Hi, [person at marthabeck.com], a few months ago I wrote a blog post talking about how I was reading Martha’s book “Finding Your Own North Star,” and in this post I expressed some skepticism about the profession of life coaching in general. (The link is here: http://www.fussy.org/2012/04/selvishness.html .) On this post, a person left what I felt was an angry-ish comment under the name Martha Beck. I felt terrible, of course, because I was coming to admire Martha’s writing tremendously, but at the time I also felt like the comment might have been left by someone just pretending to be Martha so I let it sit.
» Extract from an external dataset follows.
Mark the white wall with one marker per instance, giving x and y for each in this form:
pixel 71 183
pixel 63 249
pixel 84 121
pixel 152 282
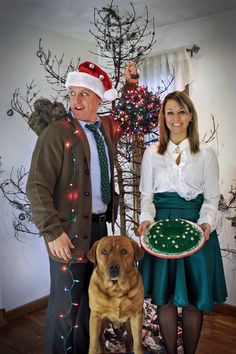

But since your e-mail address was the one left below their comment, and this has been nagging at me for more than two months now, I felt I ought to put on my big girl panties and apologize, if the comment was indeed left by Martha and she was indeed ticked off by what I wrote. Friends have told me not to worry about it, but friends don’t have to live in my skin and walk around feeling like I’ve offended someone I’ve come to admire. I haven’t even finished reading “North Star” because every time I open it I feel like I don’t deserve to have Martha help me. So I thought a good way to get past that would be to apologize and go forth and try not to be such a dick in the future.

If the comment wasn’t Martha’s, at least I got all this off my chest! Sorry you had to witness it!

Eden

A couple of hours later I received this reply:

Hi Eden,

Thank you SO much for your email and for reaching out.  I read the comment and double checked with Martha because it was definitely not something I felt she would ever do or say.  She responded with No no no. We are deeply sorry someone used her name. She also asked that I send you the message below.

Attached was a kind message from Martha Beck herself (I’m pretty sure, unless this is a really elaborate ruse involving a weapons-grade e-mail cloaking device). Not long after that I also heard from the CEO of Martha’s company, who was unbelievably nice as well and had no problem with my post whatsoever.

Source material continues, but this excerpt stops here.